Over the last few weeks, I’ve been working with monthly rainfall and temperature data in an effort to predict drought in India on a district level. My initial hypothesis was: since climate change entails more extreme temperatures and more extreme weather events such as drought, can I use temperature data to predict drought one year ahead?
This data was challenging as it was time series data with multiple, imbalanced classes. In this post, I want to talk about some lessons learned from working with this difficult data.
Time series part 1: Data leakage
For time series data, it is critical to separate the train and test data by years, rather than randomly. When I first ran my model with a random 80/20 split, my model did rather well. But then I realized I was cheating in a sense because I had brought the future into the past.
Why? Well say I had district A in 1950 in my test set while I had data for districts B, C, and D in 1950 in my train set. My model was learning the rainfall patterns in 1950 and applying them to the district in question.
To avoid this data leakage, I split my data on year, putting data before 1992 into my train set and data after 1992 into my test set.
Time series part 2: Seasonality
Time series in general is tricky because you have to teach your model to utilize past data. It is important to remember that when you give the model an observation to predict, it is only working with one row of data — so that row needs to contain relevant past data. Essentially what this means is having features that shift the data by a given time period.
With only a few lines of python code, it’s easy to use decomposition methods to break rainfall down into a trend, seasonal pattern, and residual. The graph below shows a clear seasonal component.
Seasonal decomposition for rainfall in a district (Adilabad)
This clear seasonality was the reason why I included features such as rainfall last month, rainfall two months ago, rainfall in this month last year, rainfall in this month two years ago, etc. These are called auto-regressive terms as you are regressing the data on a version of itself.
Rather than doing this manually, a grid search with seasonal ARIMA (SARIMA, found in statsmodel) can identify the optimal auto-regressive and differencing features for fitting a model to seasonal time-series data.
Most of the models available in sklearn work with multi-class data. If you have n classes, the confusion matrix just becomes n x n rather than 2 x 2 in a binary case.
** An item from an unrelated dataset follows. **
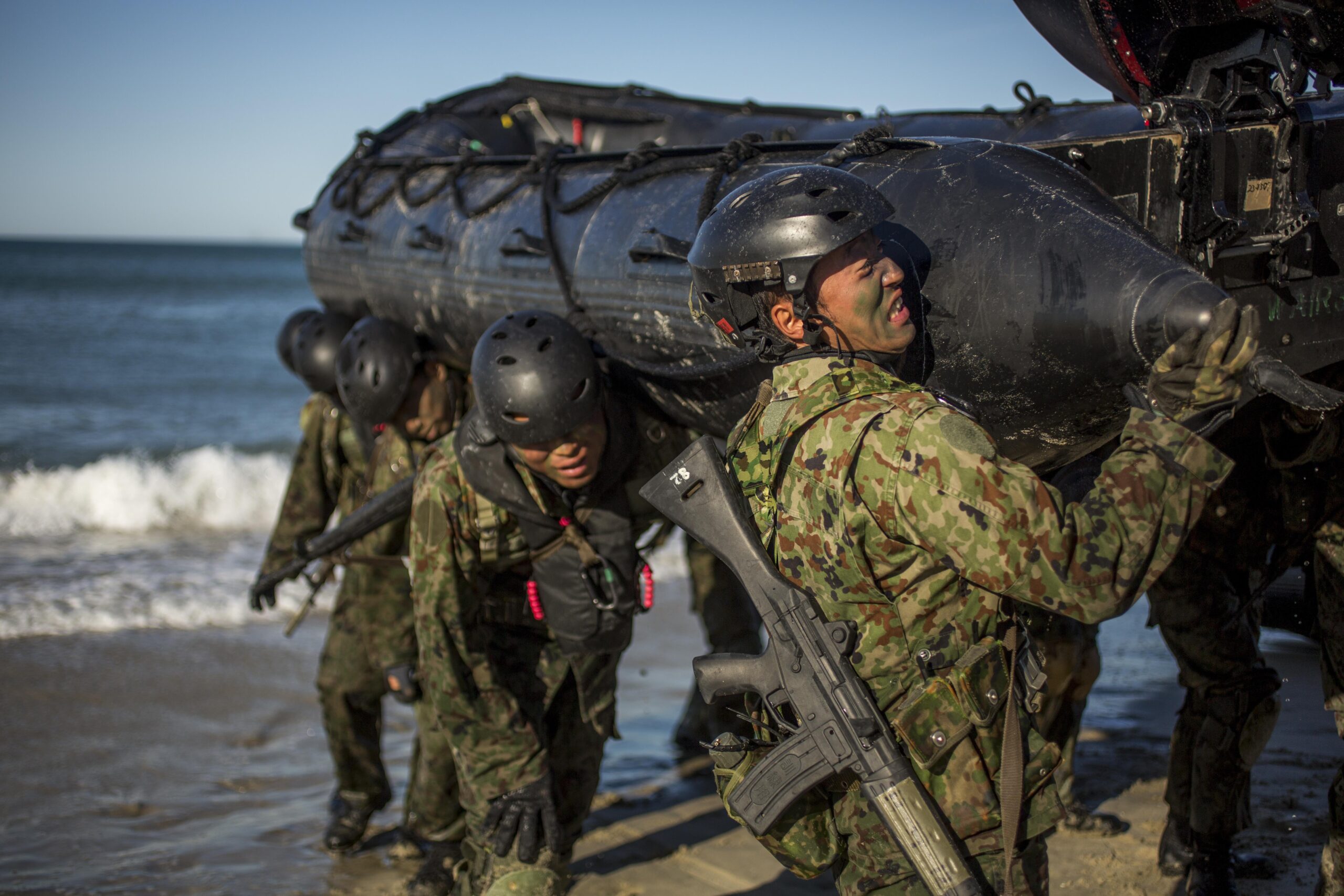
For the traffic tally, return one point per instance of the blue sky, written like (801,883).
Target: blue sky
(219,120)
I found sklearn’s classification report to be of great help in analyzing precision and recall for a multi-class model, and ROC curves can be drawn as long as pos_label is specified.
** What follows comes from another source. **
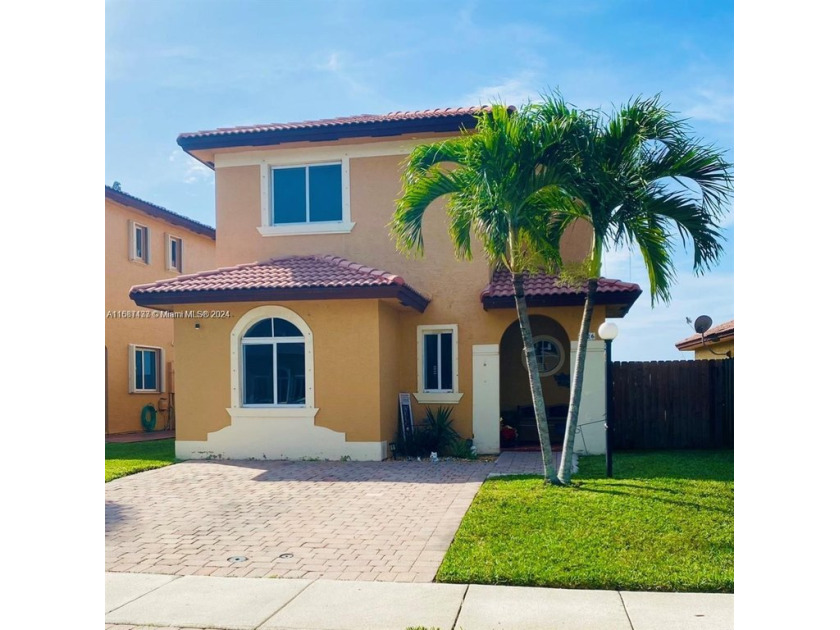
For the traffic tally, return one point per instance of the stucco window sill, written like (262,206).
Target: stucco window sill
(300,229)
(433,398)
(273,412)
One way to deal with imbalanced classes is to under-sample the majority data, non-drought data in my case. For example, I trained a model on a dataset that included equal numbers of drought and non-drought data to try to make my model more sensitive to drought.
SARIMA model predictions for rainfall in Adilabad
However with classes so imbalanced, this dataset would potentially have been better conceived of as an exercise in anomaly detection. A SARIMA which was able to accurately model the rainfall trend still tends to predict values within the median range (see graph above). This is to be expected as these are the values that are most likely to happen. But it also makes it a poor predictor for deviations from the norm, i.e. drought.